Dalam keadaan seperti ini, Papa juga bingung harus melakukan apa. Ingin parkir di pinggir jalan beberapa menit untuk sekedar menenangkan Bian rasanya sulit. Bisa-bisanya berujung di hampiri oleh polisi. Ingin buru-buru sampai ke rumah, tapi jika melihat kondisi jalanan yang padat—sepertinya tambah mustahil. Alhasil Papa hanya bisa diam, dan mendengar isakan kecil yang lolos begitu saja dari bibir Bian.


Sekiranya hampir satu jam berlalu—kini mobil Papa memasuki pekarangan rumah mereka. Bian masih diam membisu. Dan, saat Papa mematikan mesin mobil—Bian memutuskan untuk keluar dari mobil. Sudah malu sekujur tubuh. Bian bahkan tidak berani sedikitpun menoleh ke arah Papa.

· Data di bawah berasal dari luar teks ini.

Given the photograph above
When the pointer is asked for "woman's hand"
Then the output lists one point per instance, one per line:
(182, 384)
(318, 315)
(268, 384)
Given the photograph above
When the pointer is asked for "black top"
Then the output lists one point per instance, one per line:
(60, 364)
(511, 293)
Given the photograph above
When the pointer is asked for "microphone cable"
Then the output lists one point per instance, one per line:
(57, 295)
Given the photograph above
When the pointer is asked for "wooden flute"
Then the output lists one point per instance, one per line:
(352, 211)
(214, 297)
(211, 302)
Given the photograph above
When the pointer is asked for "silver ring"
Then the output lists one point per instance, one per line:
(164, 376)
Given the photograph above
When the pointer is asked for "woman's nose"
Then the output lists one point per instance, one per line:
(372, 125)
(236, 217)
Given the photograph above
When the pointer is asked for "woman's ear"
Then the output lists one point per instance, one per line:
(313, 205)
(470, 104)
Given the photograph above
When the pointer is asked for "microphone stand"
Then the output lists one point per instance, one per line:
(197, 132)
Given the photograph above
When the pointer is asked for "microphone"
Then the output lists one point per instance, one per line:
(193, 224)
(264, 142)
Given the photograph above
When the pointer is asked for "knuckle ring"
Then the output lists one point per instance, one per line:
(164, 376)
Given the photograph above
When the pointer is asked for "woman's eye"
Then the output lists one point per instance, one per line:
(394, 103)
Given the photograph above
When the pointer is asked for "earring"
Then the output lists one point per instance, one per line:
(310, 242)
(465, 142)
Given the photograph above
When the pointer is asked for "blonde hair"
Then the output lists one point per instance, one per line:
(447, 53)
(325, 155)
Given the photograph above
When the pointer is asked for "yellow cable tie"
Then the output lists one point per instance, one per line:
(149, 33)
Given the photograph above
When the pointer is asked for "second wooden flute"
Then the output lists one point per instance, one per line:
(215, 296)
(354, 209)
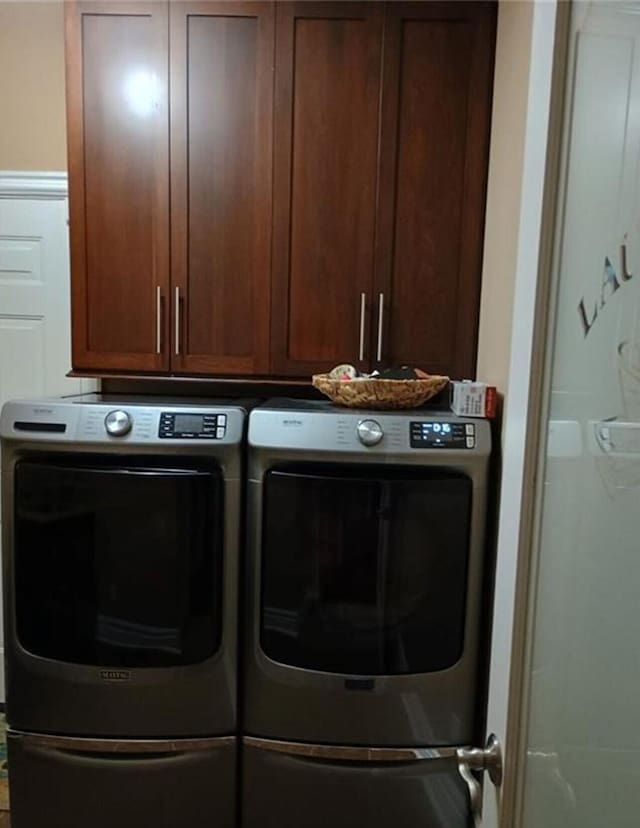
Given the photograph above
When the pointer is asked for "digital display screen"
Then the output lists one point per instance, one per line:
(442, 435)
(188, 423)
(443, 430)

Sementara di sisi lain, Papa beringsut mengejar Bian. Sebab meski diteriaki namanya, Bian sengaja pura-pura tuli.

“BI!”

Grep!

Runtuh sudah pernah tahanan Bian. Melebur sudah seluruh gengsinya dengan tangisannya tatkala Papa memeluk tubuhnya yang sudah sangat lemas itu. Malu, menyesal, kecewa pada diri sendiri—itu yang Bian rasakan. Dipeluk Papa seperti ini ... rasanya Bian semakin merasa bersalah.

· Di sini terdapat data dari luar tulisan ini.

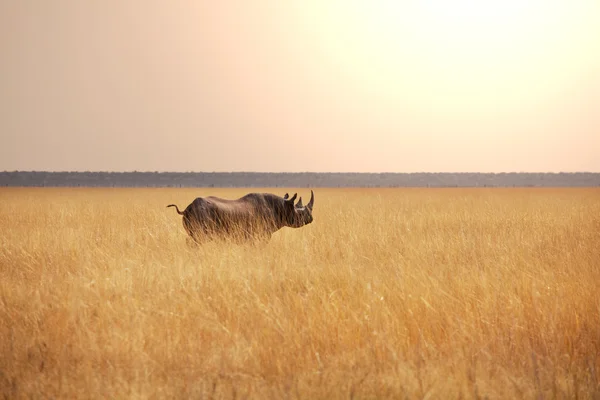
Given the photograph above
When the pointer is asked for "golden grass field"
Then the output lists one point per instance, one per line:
(391, 293)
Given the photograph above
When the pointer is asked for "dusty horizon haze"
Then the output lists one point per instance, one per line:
(431, 86)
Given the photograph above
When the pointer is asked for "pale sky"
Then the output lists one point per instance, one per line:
(300, 85)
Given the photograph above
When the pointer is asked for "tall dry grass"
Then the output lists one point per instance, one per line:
(412, 293)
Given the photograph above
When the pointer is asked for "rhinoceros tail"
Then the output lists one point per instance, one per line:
(177, 208)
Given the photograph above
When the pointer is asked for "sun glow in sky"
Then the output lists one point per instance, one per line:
(430, 85)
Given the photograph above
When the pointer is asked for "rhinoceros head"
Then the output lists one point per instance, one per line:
(297, 215)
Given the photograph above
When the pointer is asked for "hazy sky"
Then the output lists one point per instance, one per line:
(300, 85)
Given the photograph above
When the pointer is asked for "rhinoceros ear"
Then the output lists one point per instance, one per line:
(291, 199)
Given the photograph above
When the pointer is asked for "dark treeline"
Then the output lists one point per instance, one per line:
(302, 179)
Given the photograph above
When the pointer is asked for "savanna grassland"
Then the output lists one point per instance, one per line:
(394, 293)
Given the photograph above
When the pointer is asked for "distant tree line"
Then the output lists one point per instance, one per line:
(296, 179)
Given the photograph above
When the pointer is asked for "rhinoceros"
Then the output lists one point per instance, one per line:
(255, 216)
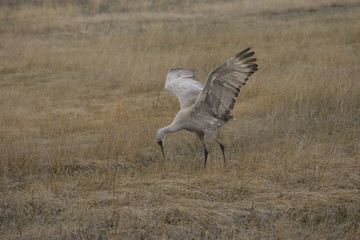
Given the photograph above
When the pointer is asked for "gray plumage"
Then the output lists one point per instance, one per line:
(205, 108)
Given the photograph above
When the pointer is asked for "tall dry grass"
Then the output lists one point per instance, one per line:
(81, 99)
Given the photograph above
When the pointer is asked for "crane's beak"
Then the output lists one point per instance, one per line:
(162, 148)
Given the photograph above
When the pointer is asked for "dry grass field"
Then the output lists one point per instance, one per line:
(82, 97)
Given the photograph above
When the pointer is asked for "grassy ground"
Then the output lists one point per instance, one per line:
(82, 97)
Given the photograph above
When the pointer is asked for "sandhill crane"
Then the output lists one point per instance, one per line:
(205, 108)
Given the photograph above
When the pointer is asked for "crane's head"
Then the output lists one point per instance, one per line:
(159, 138)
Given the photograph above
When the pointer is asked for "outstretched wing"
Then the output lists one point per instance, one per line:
(181, 82)
(223, 83)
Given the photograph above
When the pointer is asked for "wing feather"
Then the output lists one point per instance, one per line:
(224, 82)
(182, 83)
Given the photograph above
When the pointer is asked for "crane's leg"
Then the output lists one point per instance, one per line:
(201, 137)
(211, 134)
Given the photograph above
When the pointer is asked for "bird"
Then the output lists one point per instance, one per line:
(206, 107)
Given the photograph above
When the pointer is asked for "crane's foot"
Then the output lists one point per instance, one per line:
(223, 151)
(206, 153)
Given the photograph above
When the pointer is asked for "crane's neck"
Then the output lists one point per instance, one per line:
(168, 129)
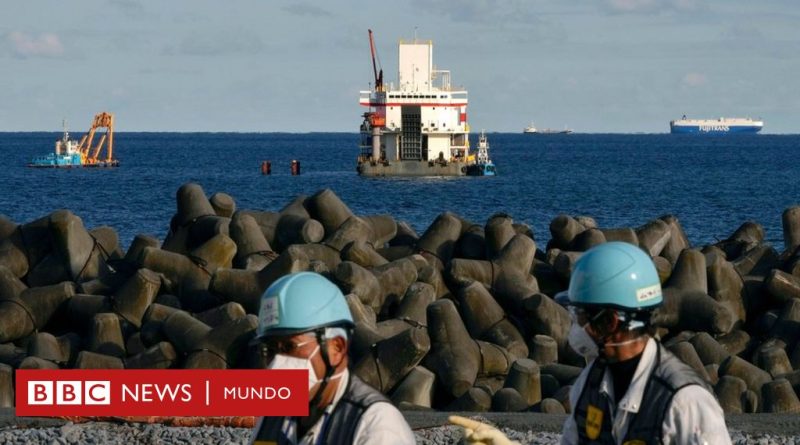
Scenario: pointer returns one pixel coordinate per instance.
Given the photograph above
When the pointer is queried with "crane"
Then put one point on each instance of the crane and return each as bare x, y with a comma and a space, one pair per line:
89, 153
378, 75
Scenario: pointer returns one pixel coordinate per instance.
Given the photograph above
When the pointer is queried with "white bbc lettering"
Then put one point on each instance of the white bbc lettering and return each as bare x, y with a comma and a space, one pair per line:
40, 392
97, 392
69, 392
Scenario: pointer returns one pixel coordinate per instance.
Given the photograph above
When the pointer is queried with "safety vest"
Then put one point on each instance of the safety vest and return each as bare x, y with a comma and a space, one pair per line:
593, 410
339, 427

Bian terus terisak. Mau bagaimanapun juga, dia masih anak remaja yang emosinya mudah naik dan turun di saat-saat seperti ini.

“Heh, dengerin Papa!” pinta Papa. Tangannya sembari menepuk-nepuk punggung Bian. “Berapapun nilai rapot kamu, gak akan bikin kamu gagal jadi anak Papa. Soal yang di sekolah tadi—Papa bukannya malu, Bi. Papa emang buru-buru karna harus ngezoom abis ini sama klien,” tutur Papa lembut. Kemudian, Papa melepas lingkaran tangannya pada punggung Bian terlebih dahulu. Digantikan dengan cengkraman erat pada punggung Bian.

“Liat Papa, Bi.”

Dengan penuh keraguan, Bian menatap lurus mata Papa. Dan saat dia hampir menangis lagi, Papa semakin menekan pundaknya kuat-kuat.

“Berapa nilainya, itu gak penting. Yang penting, usaha kamu. Kalau sekarang masih belum memuaskan, usahanya ditambah lagi! Bukannya malah nangis kayak gin—”

“MAS? BI? KOK GAK LANGSUNG MASUK?” Suara Mama tiba-tiba saja memekakkan telinga mereka berdua. “Gimana nilainya—LOH BIAN NANGIS?!”